February 21, 2023

American beef exports saw declines between 2018 to 2020 but they have been reversed in recent years peaking in 2022 to set new records. This is according to data released by the USDA and compiled by the US Meat Export Federation (USMEF).

A sharp rise in export value sales has been seen since 2020, hitting $11.68 billion last year, up 10% from 2021. This is nearly 40% above the previous five-year average. Volume growth tapered off a little last year to reach 1.47 million metric tons (mt), up 2% from the previous high in 2021.

USMEF president and CEO Dan Halstrom commented: “2022 was a ground-breaking year for U.S. beef’s international presence, with global demand stronger than I’ve seen in all my years in the industry.”

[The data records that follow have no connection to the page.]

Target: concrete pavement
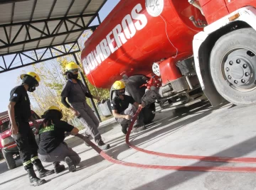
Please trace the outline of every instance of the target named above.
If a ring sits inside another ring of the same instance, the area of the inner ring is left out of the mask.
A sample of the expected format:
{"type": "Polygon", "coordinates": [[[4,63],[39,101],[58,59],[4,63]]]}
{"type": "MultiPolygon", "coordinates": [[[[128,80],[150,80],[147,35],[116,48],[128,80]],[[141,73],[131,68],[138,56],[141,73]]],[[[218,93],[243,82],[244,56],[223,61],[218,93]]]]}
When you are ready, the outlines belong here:
{"type": "MultiPolygon", "coordinates": [[[[132,134],[133,145],[156,152],[180,155],[223,157],[255,157],[256,106],[224,104],[213,109],[208,102],[157,114],[142,133],[132,134]]],[[[113,119],[100,132],[112,145],[106,152],[129,162],[181,166],[254,166],[255,164],[199,162],[161,157],[139,152],[124,143],[120,126],[113,119]]],[[[102,159],[76,137],[66,142],[82,158],[77,172],[68,170],[45,179],[48,183],[29,186],[22,167],[3,170],[0,163],[1,189],[256,189],[256,174],[238,172],[179,172],[146,169],[114,164],[102,159]]],[[[51,169],[49,163],[44,163],[51,169]]]]}

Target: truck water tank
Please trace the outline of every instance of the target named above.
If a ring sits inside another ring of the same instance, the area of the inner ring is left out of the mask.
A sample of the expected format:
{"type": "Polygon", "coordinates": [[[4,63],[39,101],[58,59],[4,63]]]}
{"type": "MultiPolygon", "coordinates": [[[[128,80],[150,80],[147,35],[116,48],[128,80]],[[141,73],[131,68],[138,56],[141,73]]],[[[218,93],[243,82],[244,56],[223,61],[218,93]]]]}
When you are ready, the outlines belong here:
{"type": "Polygon", "coordinates": [[[148,74],[163,58],[192,52],[205,18],[187,0],[121,0],[85,43],[82,61],[88,80],[110,88],[122,75],[148,74]]]}

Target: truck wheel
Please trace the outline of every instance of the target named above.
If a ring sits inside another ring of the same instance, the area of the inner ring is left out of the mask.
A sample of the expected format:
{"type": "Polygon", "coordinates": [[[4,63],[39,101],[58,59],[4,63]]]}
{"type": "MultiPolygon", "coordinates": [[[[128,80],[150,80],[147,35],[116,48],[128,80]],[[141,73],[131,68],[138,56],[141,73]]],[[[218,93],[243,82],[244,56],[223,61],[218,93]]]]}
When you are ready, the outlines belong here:
{"type": "Polygon", "coordinates": [[[7,163],[7,167],[9,169],[12,169],[16,167],[14,156],[11,152],[6,152],[3,151],[4,157],[7,163]]]}
{"type": "Polygon", "coordinates": [[[213,82],[235,105],[256,104],[256,31],[242,28],[222,36],[210,58],[213,82]]]}

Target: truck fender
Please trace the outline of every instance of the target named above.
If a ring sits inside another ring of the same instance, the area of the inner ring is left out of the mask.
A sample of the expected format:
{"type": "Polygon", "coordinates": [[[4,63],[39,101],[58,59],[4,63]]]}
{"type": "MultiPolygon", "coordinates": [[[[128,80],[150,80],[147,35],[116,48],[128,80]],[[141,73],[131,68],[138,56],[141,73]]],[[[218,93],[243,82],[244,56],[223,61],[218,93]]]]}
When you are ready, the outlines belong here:
{"type": "Polygon", "coordinates": [[[205,27],[203,31],[195,35],[193,40],[196,71],[203,91],[213,107],[220,105],[225,99],[217,91],[212,82],[209,69],[210,52],[215,43],[223,35],[231,32],[230,29],[234,27],[251,27],[256,30],[255,8],[247,6],[238,9],[205,27]],[[230,18],[233,16],[239,16],[235,19],[230,18]]]}

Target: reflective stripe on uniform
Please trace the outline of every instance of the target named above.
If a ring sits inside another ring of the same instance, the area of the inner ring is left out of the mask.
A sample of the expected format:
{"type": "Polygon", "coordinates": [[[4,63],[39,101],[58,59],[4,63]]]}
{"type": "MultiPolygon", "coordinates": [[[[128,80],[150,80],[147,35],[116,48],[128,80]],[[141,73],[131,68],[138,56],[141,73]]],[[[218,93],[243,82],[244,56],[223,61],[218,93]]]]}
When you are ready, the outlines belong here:
{"type": "Polygon", "coordinates": [[[97,135],[100,135],[100,133],[97,133],[97,135],[95,135],[95,137],[97,137],[97,135]]]}
{"type": "Polygon", "coordinates": [[[28,160],[28,161],[23,163],[23,166],[28,165],[29,164],[31,164],[31,160],[28,160]]]}
{"type": "Polygon", "coordinates": [[[31,158],[31,161],[33,162],[33,161],[34,161],[34,160],[36,160],[36,159],[38,159],[38,156],[32,157],[32,158],[31,158]]]}

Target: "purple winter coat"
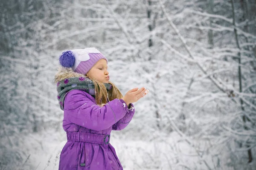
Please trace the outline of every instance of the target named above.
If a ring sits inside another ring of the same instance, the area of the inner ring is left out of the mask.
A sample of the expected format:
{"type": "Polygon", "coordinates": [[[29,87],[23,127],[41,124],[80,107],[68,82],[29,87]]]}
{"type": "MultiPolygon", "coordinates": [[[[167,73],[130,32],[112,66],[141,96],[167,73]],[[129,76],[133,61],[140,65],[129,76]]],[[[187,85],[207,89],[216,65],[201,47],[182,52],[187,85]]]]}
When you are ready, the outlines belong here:
{"type": "Polygon", "coordinates": [[[63,126],[67,142],[61,153],[59,170],[120,170],[122,167],[109,143],[111,130],[125,128],[134,115],[116,99],[102,107],[85,91],[73,90],[64,101],[63,126]]]}

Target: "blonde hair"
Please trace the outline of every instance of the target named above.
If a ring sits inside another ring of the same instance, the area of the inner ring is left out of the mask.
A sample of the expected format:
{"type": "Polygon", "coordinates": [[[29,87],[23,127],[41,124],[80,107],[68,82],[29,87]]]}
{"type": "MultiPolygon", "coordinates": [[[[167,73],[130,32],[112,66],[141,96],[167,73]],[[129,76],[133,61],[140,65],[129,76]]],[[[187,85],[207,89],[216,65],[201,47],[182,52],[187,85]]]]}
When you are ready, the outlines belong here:
{"type": "Polygon", "coordinates": [[[90,79],[94,85],[95,99],[97,105],[102,106],[107,103],[108,97],[110,101],[115,99],[121,99],[123,97],[122,95],[117,87],[112,82],[108,82],[112,86],[112,88],[107,91],[104,83],[93,79],[89,76],[87,76],[87,77],[90,79]]]}

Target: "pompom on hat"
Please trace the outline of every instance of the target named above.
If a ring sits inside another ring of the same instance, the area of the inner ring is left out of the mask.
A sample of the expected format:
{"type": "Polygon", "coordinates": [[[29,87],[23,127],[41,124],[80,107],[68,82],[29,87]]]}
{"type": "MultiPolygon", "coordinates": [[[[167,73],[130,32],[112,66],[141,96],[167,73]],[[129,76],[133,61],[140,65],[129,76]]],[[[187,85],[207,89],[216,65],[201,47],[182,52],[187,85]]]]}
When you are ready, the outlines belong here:
{"type": "Polygon", "coordinates": [[[60,56],[60,64],[64,67],[70,67],[74,72],[86,74],[101,59],[108,59],[95,48],[66,50],[60,56]]]}

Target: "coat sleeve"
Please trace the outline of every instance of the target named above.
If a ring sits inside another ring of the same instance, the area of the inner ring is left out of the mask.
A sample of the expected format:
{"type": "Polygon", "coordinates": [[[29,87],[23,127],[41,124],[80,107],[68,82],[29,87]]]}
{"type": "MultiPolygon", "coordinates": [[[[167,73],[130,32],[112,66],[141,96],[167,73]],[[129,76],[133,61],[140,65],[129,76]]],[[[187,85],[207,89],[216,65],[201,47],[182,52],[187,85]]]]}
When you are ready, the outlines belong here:
{"type": "Polygon", "coordinates": [[[73,123],[94,130],[102,130],[116,123],[128,111],[119,99],[116,99],[101,107],[89,99],[85,93],[73,90],[66,96],[64,114],[67,114],[69,121],[73,123]]]}
{"type": "Polygon", "coordinates": [[[125,116],[120,120],[116,123],[115,123],[112,126],[112,130],[120,130],[124,129],[126,126],[128,125],[129,123],[131,120],[134,113],[135,110],[134,107],[132,103],[131,103],[129,106],[129,108],[127,107],[127,105],[125,102],[122,99],[120,100],[121,102],[124,103],[124,105],[125,105],[125,108],[127,108],[127,111],[125,114],[125,116]]]}

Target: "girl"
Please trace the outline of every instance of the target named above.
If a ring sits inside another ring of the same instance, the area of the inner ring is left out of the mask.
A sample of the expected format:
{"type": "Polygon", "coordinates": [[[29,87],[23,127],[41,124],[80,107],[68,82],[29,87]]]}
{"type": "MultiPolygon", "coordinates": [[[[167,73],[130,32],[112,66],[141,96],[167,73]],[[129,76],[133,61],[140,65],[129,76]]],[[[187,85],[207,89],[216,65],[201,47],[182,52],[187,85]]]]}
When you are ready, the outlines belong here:
{"type": "Polygon", "coordinates": [[[59,60],[55,80],[67,139],[59,170],[122,170],[110,133],[128,125],[132,103],[148,91],[134,88],[123,97],[109,81],[107,58],[95,48],[66,51],[59,60]]]}

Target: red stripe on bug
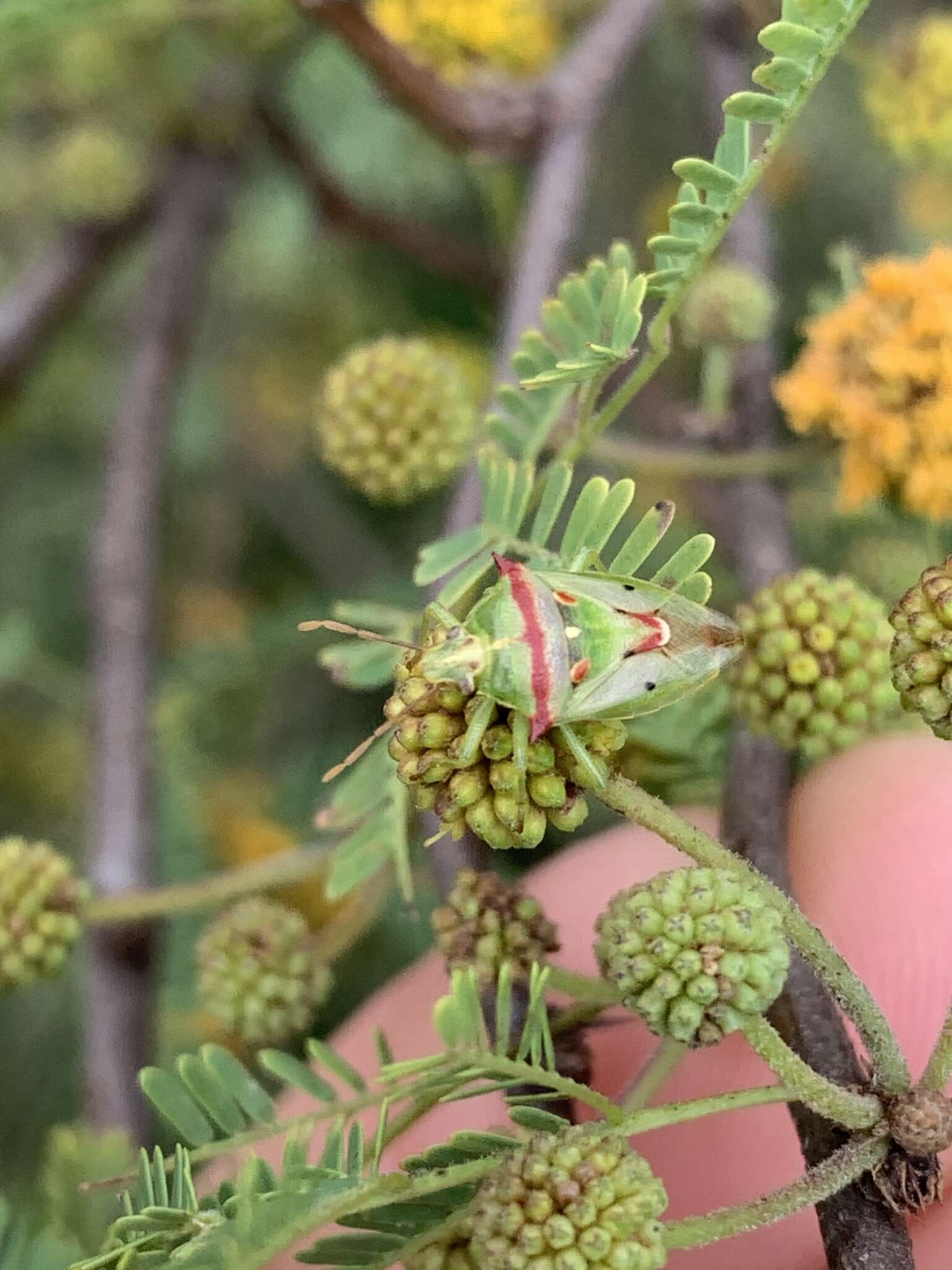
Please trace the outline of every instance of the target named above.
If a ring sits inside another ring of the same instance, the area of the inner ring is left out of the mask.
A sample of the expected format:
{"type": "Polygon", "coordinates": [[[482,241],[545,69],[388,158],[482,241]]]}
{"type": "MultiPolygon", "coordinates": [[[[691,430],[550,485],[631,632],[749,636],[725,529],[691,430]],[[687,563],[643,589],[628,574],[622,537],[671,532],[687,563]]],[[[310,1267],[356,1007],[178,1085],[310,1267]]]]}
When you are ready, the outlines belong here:
{"type": "Polygon", "coordinates": [[[658,613],[628,613],[635,622],[646,627],[645,636],[625,654],[632,657],[635,653],[650,653],[655,648],[664,648],[671,638],[671,629],[664,617],[658,613]]]}
{"type": "Polygon", "coordinates": [[[513,599],[523,621],[523,640],[529,650],[529,665],[532,667],[532,700],[534,711],[532,715],[531,740],[538,740],[547,728],[555,723],[555,716],[550,707],[552,692],[552,671],[546,655],[546,631],[542,625],[542,616],[536,602],[536,593],[529,583],[528,570],[515,560],[506,560],[505,556],[493,552],[496,568],[504,578],[509,579],[513,589],[513,599]]]}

US beef production in 2022 also set a new record, as did the proportion of it that was exported – and at higher prices. Beef exports achieved new heights in several individual markets including South Korea, China/Hong Kong, Taiwan, the Philippines, Singapore, Colombia, Guatemala and the Dominican Republic.

US beef exports
US beef exports boomed last year.

A downward trend on its way?

However, the annual strength could be masking tougher times ahead. In December, beef exports trended lower than a year ago at 112,707mt down 7%, while value fell dramatically by 21% to $782.6 million.

USMEF said: “The December decline was due in part to a sharp drop in exports to China/Hong Kong, where demand had been constrained by persistent zero-Covid policies. China lifted most Covid restrictions in early December with recent easing of Covid-related cold chain regulations and inspections.”

These changes, if they were the real cause of the export decline in December, might offer a more optimistic demand-outlook for this year. Halstrom said: “Late in the year, exports certainly felt the impact of persistent headwinds in our large Asian markets, including depressed trading partner currencies and Covid-related challenges in China.

“But the long list of countries in which records were set showcases the industry’s focus on diversifying export markets. While the year ahead will be challenging due to supply constraints, the exchange rate situation has improved and we still see room for growth in the foodservice sector as more regions continue their gradual rebound from Covid.”